The NYT uses the Gulf oil disaster as a hook to examine the peak oil "collapsitarians." Some of them are a bit overwrought, it seems, and want to do more than rub their worry beads. Fortunately, there's a new cottage industry catering to their anxieties. The theme of the NYT story can be gleaned from this opener:
As oil continued to pour into the Gulf of Mexico on a recent Saturday, Jennifer Wilkerson spent three hours on the phone talking about life after petroleum. For Mrs. Wilkerson, 33, a moderate Democrat from Oakton, Va., who designs computer interfaces, the spill reinforced what she had been obsessing over for more than a year "” that oil use was outstripping the world's supply. She worried about what would come after: maybe food shortages, a collapse of the economy, a breakdown of civil order. Her call was part of a telephone course about how to live through it all. In bleak times, there is a boom in doom.

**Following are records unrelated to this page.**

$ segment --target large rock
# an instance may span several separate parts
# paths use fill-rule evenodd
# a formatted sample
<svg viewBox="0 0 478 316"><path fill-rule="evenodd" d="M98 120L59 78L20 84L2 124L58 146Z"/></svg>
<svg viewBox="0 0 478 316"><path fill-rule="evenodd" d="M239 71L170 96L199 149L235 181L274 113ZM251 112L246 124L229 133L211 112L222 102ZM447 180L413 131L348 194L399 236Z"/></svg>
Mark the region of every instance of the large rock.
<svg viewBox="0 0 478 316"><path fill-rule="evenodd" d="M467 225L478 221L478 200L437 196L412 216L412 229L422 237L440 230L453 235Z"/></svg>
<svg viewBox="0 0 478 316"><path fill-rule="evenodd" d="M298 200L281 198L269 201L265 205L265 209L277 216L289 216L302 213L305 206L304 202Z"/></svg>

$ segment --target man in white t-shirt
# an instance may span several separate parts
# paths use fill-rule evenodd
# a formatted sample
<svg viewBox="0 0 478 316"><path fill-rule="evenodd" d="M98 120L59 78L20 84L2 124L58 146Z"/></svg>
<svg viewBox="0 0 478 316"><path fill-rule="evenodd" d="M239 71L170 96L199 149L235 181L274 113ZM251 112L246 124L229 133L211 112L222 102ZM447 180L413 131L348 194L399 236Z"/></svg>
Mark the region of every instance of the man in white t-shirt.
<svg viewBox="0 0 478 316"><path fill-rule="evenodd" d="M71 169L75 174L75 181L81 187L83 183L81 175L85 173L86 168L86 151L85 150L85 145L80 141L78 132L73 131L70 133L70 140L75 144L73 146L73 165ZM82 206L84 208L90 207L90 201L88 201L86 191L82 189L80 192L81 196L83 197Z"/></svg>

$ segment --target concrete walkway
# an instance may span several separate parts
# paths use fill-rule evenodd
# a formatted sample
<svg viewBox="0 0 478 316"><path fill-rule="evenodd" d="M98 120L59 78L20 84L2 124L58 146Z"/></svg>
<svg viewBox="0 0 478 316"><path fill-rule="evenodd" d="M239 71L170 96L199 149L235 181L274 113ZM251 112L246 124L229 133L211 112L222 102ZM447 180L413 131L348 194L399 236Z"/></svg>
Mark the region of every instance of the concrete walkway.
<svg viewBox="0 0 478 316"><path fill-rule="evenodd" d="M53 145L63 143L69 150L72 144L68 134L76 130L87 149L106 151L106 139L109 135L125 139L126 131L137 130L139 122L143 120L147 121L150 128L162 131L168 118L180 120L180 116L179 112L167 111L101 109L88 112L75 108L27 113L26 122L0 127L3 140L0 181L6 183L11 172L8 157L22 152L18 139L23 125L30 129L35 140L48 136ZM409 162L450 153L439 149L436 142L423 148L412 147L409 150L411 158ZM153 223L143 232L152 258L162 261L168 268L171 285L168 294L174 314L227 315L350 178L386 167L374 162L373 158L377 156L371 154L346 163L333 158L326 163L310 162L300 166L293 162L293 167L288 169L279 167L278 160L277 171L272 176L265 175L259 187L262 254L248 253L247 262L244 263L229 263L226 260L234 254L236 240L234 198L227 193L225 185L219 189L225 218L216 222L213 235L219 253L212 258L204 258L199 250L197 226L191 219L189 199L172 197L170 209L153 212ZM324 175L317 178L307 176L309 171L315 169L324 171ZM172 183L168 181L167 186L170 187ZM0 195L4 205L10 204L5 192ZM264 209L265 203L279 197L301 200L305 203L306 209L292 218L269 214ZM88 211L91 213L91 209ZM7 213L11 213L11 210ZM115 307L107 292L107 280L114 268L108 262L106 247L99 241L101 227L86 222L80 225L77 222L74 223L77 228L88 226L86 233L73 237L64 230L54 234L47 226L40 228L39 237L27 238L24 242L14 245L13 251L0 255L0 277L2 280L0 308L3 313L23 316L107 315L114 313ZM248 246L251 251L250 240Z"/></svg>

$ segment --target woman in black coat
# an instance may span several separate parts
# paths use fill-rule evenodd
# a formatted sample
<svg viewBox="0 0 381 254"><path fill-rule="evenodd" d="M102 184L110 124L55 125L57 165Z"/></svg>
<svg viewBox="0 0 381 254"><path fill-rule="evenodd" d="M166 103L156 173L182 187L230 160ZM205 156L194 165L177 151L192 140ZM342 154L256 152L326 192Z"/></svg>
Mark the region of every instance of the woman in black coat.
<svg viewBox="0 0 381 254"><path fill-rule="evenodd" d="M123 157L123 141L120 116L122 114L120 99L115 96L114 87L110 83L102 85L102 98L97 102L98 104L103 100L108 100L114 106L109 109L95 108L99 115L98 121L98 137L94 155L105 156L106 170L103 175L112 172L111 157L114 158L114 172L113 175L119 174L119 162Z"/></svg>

Indeed there is. Click on the link for that telephone course. Check out its marketing pitch:
How do you feel about the current unraveling of industrial civilization and the coming transition? Do you long for a place to discuss your feelings, thoughts, and methods of preparation? Do you long to feel less alone as you live with all you know?

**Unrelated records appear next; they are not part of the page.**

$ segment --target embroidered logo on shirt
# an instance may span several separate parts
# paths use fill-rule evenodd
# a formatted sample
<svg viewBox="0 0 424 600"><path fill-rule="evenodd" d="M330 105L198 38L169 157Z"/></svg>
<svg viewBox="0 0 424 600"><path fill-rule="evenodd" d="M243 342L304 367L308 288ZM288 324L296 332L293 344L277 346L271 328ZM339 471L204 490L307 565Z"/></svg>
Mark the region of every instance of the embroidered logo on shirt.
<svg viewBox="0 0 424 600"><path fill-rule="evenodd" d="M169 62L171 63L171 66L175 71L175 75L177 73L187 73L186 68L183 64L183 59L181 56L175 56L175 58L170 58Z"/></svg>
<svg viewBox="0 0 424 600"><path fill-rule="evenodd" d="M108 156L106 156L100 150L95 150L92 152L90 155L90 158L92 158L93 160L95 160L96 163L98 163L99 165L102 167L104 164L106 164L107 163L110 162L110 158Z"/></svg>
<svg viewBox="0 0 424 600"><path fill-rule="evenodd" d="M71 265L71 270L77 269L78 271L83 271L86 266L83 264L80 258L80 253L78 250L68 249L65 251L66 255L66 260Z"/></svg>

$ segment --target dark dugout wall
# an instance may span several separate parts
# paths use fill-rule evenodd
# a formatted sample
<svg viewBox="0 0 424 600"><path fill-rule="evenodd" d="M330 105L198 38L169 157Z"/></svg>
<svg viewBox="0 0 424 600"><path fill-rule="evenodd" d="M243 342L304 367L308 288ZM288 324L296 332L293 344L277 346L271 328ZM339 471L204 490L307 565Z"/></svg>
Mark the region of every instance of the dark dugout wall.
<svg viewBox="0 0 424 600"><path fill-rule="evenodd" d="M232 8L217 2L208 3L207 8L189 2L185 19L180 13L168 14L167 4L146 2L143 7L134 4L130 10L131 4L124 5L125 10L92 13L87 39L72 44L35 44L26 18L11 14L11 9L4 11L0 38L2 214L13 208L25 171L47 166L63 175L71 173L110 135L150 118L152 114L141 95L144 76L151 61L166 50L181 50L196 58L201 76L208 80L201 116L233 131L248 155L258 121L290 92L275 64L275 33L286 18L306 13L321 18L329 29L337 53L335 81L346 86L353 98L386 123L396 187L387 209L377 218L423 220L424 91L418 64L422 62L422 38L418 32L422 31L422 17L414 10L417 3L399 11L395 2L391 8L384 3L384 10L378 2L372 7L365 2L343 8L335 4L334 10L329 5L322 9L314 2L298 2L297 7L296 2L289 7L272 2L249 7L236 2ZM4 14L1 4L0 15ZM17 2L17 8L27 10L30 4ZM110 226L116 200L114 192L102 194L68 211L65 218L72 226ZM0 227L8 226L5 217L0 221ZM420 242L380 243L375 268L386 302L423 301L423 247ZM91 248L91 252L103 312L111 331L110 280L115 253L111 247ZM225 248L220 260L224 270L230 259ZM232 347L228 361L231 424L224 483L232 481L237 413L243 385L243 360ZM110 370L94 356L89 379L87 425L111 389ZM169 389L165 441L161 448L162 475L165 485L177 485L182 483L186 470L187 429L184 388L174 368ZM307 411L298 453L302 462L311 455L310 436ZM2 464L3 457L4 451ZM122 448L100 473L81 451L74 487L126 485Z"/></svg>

Now that's some serious fear mongering, served up with a soothing New Age veneer. Sure enough, click on the instructor's bio and homepage, and you'll learn that she's a former psychotherapist, whose latest book is called Sacred Demise: Walking the Spiritual Path of Industrial Civilization's Path. What's that sound you hear? The wonks at The Oil Drum retching in unison. Because I'm sure that's just what they want, their high-minded debates on overshoot being co-opted by pseudo-spiritualist claptrap. Still, you gotta admire that singularly American can-do entrepreneurial spirit. If industrial civilization is going under, someone might as well cash in on the collapse.